The remaining question is: Did Drohn's false representations induce plaintiffs to pay an additional $ 15,000.00 for the stock? We think not. Drohn was a business man of mature years and long experience, and knew the functions of a corporation. Lampel was a telephone engineer and owned a small telephone company in Arkansas. Hosea was an expert telephone man; he also was a lawyer and had been admitted to the bar in Indiana in 1933, but practiced only before the public utilities commission of that State in connection with his own telephone business. The parties were dealing at arms' length. Lampel had accused Drohn of breaking the oral agreement to sell and his suspicions were therefore aroused. He had sought and secured expert advice from Hosea. Both plaintiffs had inspected the plant, bank accounts, and company records more or less fully. See Mahaffey v. Ferguson, 1893, 156 Pa. 156, 168, 27 A. 21. Since no representations had been made that a dividend was payable, Drohn's statements, to the effect that he personally owned approximately $ 15,000.00 of the bank funds deposited in the Company account and had a personal interest in the money and stock in the Company safe, were designed to influence plaintiffs to pay $ 95,000.00 instead of $ 80,000.00 for the stock. Although the representations were false, plaintiffs as well as Drohn knew, or should have known, that they were simply characterizations of Drohn's interest as a stockholder in the Company's assets; their falsity is so obvious as to preclude the inference that plaintiffs paid $ 15,000.00 in reliance upon their literal meaning. See Restatement of Contracts, Section 476, Comment d; Williston on Contracts, page 4229, Sections 1515, 1516: Restatement of Torts, Sections 537, 538, Comment c; Section 541. It taxes credulity that experienced business men would agree to trade dollars as plaintiffs would have the court believe. Plaintiffs in the exercise of common prudence and diligence were not justified in relying upon these representations. Compare: Slaughter's Adm'r v. Gerson, 1871, 80 U.S. 379, 13 Wall. 379, 30 L. Ed. 627; Andrus v. St. Louis Smelting Co., 1888, 9 S. Ct. 645, 130 U.S. 643, 647, 32 L. Ed. 1054.

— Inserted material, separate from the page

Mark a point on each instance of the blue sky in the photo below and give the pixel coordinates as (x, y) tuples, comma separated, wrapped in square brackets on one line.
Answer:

Although part of the 'receipt' which Hosea wrote is couched in vague language, it is implicit therein that the $ 15,000.00 paid Drohn as 'part payment on purchase of 582 Shares' was for Drohn's interest as a stockholder in money and dividends, and stock and money in the Company safe. Instead of proving fraud by clear and satisfactory evidence, which burden is upon the plaintiffs, Ralston v. Philadelphia Rapid Transit Co., 1920, 267 Pa. 257, 110 A. 329, this document tends to prove that the plaintiffs correctly interpreted Drohn's misrepresentations to mean his share as a stockholder in the Company assets.
The net effect of Drohn's statements was to convince plaintiffs that he would not sell his stock to them for $ 80,000.00 until he caused a dividend to be declared which would pay him $ 15,000.00. It was natural for plaintiffs to believe that if they purchased the stock for $ 95,000.00 they would be able to recover the additional $ 15,000.00 by way of dividends. That they failed to achieve this result in August, 1946, was due to their neglect in procuring the written resignations of four directors prior to the purchase.
Appropriate findings of fact, conclusions of law, and a decree will be filed herewith.